Una volta fiore all’occhiello dell’industria farmaceutica italiana, la fabbrica della LEO (inaugurata nel 1950) fu ceduta nel 1971 alla ISF s.p.a. che continuò la produzione fino al definitivo abbandono a metà anni 90. Un abbandono che scongiurò per questo immenso edificio anche il tentativo di speculazione con un progetto di hotel a quattro stelle, mai andato in porto e finito nello stesso oblio in cui versa la struttura tutt’oggi. In una città strozzata da un mercato degli affitti tra i più alti d’Europa, in una capitale in cui a fronte di 50mila famiglie in totale emergenza abitativa ci sono oltre 200mila alloggi sfitti sacrificati all’altare della speculazione edilizia, in un paese con oltre 7 milioni di case vuote (pari a oltre il 22% del totale nazionale), i cittadini pretendono un investimento di riqualificazione e requisizione di un immobile la cui parabola discendente getta fango sull’intera città. 

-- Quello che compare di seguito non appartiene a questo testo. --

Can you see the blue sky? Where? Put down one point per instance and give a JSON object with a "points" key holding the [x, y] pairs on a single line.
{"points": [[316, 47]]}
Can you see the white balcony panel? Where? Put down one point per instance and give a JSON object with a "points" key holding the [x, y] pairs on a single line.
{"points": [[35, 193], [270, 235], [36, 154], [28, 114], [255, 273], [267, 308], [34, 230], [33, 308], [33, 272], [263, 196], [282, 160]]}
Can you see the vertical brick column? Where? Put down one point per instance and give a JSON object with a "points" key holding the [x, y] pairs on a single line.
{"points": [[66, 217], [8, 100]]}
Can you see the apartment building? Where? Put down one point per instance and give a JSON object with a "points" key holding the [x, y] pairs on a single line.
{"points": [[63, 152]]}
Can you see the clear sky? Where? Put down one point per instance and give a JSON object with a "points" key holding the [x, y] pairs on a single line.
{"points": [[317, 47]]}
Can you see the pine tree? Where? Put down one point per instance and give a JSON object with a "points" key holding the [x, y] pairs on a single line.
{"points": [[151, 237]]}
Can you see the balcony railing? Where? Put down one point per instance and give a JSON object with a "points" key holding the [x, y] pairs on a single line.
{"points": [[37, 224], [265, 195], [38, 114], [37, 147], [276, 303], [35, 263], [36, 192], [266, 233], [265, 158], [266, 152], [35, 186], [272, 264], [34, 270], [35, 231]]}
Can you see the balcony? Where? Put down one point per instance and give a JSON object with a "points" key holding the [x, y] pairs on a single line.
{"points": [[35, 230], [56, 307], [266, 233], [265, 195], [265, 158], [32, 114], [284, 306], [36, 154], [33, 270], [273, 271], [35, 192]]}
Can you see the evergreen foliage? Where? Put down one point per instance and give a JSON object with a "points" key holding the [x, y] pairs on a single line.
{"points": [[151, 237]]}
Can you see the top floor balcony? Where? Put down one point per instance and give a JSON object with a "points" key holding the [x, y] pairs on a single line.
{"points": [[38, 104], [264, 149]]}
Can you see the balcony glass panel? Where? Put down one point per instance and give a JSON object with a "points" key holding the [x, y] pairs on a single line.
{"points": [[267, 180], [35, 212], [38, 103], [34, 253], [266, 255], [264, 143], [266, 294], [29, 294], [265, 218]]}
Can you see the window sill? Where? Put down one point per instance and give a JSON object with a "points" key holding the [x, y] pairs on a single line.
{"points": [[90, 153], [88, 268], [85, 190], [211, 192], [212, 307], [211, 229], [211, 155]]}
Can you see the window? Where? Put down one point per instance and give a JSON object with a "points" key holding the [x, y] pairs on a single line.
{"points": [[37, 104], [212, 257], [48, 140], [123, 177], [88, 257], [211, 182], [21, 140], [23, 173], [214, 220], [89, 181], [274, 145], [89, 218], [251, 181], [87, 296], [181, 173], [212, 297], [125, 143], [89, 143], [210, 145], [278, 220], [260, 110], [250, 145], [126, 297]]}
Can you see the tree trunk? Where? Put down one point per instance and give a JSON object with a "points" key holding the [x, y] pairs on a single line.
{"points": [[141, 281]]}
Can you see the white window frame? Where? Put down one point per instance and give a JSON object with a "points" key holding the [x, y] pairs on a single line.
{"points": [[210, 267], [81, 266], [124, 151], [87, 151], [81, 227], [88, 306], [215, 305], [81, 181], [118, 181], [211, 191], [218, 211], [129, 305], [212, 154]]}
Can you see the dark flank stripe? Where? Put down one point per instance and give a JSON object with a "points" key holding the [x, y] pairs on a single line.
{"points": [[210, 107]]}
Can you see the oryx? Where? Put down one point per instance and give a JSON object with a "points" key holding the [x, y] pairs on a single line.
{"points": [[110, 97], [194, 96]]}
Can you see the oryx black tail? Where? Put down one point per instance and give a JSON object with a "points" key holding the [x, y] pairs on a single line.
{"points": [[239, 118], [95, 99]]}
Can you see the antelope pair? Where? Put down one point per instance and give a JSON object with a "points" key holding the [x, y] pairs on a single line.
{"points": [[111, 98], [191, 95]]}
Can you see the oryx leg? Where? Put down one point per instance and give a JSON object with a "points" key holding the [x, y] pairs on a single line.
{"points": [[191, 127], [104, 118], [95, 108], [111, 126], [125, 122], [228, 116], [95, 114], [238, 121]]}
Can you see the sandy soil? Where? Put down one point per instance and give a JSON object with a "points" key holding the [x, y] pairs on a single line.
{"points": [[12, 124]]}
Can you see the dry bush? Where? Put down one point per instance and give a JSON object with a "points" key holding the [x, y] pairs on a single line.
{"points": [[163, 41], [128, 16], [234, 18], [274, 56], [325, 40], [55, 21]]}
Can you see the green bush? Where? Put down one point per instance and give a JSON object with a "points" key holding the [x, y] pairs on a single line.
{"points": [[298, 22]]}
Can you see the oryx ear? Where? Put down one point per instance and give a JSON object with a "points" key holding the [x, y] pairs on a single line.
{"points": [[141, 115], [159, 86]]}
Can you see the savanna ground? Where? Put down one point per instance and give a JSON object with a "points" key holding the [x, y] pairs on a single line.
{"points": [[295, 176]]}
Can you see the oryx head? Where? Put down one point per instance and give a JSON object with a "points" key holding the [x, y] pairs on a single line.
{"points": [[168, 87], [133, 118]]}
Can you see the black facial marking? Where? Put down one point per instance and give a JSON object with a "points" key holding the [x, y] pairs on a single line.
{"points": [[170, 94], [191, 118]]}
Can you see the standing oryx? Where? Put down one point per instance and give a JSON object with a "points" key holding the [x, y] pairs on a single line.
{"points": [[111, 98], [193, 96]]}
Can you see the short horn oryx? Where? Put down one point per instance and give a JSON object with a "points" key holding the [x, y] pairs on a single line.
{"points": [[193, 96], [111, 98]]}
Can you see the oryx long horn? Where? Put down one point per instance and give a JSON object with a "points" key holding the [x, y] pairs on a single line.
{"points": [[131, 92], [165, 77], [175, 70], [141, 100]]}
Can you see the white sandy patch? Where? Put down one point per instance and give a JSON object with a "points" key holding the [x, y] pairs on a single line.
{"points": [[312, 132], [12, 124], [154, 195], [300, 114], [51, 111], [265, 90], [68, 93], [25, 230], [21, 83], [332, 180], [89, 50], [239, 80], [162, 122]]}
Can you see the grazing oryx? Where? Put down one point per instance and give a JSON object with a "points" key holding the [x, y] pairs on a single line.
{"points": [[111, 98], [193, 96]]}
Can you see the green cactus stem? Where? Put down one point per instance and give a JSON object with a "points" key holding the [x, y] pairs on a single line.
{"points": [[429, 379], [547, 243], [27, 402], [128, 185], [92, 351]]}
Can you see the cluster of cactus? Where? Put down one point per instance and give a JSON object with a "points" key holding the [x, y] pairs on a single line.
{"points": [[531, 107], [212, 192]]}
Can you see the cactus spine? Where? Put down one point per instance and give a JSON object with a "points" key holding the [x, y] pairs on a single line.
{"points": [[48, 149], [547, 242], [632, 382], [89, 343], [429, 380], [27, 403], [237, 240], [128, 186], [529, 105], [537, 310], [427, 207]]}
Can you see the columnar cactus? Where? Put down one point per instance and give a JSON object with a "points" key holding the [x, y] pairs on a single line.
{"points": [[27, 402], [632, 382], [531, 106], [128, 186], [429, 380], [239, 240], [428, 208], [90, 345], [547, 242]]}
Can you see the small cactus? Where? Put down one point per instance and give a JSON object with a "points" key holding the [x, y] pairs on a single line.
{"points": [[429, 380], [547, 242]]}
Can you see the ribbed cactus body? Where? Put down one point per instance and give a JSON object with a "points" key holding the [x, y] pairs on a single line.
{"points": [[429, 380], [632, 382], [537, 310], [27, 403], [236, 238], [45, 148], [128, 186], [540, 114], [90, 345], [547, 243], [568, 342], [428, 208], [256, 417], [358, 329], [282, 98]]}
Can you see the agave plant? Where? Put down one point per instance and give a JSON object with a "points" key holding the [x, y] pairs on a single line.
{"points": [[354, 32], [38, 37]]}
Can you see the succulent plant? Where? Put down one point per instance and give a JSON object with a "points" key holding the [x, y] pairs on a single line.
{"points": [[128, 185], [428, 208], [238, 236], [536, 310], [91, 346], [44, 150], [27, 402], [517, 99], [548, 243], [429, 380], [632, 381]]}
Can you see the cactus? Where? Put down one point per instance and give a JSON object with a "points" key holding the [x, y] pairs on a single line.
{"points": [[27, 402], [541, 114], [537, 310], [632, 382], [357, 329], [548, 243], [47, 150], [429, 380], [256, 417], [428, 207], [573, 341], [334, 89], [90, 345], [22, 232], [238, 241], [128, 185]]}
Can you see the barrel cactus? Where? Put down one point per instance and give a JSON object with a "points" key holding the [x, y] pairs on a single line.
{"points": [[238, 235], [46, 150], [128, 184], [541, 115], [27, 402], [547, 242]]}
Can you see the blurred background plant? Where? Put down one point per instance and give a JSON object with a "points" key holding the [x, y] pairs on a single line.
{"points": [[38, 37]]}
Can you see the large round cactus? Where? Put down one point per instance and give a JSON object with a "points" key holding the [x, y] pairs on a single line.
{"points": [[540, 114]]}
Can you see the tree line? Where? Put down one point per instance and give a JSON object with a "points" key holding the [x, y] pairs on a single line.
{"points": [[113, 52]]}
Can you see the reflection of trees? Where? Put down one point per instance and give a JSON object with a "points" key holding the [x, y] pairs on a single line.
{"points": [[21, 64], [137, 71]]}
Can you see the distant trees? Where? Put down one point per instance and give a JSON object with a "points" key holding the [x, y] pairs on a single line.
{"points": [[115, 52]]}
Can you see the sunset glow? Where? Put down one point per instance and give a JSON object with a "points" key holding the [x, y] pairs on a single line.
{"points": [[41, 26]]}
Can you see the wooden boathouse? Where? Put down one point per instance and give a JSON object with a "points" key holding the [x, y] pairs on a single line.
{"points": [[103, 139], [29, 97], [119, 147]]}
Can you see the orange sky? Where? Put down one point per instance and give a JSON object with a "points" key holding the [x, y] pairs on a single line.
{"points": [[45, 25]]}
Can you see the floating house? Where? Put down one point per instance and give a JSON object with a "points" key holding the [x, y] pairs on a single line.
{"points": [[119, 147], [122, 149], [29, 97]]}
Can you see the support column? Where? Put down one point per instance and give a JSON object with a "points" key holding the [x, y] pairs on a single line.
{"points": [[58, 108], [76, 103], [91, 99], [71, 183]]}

Le richieste all’amministrazione Raggi

E il Nodo Territoriale Tiburtina non ha dubbi ma richieste puntuali e specifiche come la bonifica dell’ecomostro ex Penicillina LEO, la requisizione dello stabile a spese pubbliche, destinazione dello stesso stabile alla costruzione di alloggi di Edilizia Residenziale Pubblica, riqualificazione dell’intero quadrante Tiburtina-Settecamini, a partire dalla fine dei cantieri-fantasma inoperosi da oltre 10 anni e dalla messa in sicurezza degli stessi, per una nuova e migliore viabilità di zona, avvio di un bilancio partecipato e trasparente tra istituzioni e cittadinanza per una verifica a scadenze concordate dell’avanzamento del piano di lavoro concordato relativo ai punti precedenti. "La questione della riqualificazione e riconversione di questa colata di cemento inutilizzata rimane centrale per la battaglia di chi, nelle periferie di Roma, si batte per un sensibile miglioramento delle condizioni di vita e per l’attivazione di un meccanismo di partecipazione collettiva capace di mettere al centro i cittadini e le loro esigenze, non gli interessi di pochi a discapito della nostra città" hanno concluso dal nodo Territoriale Tiburtino e dalla Carovana delle Periferie.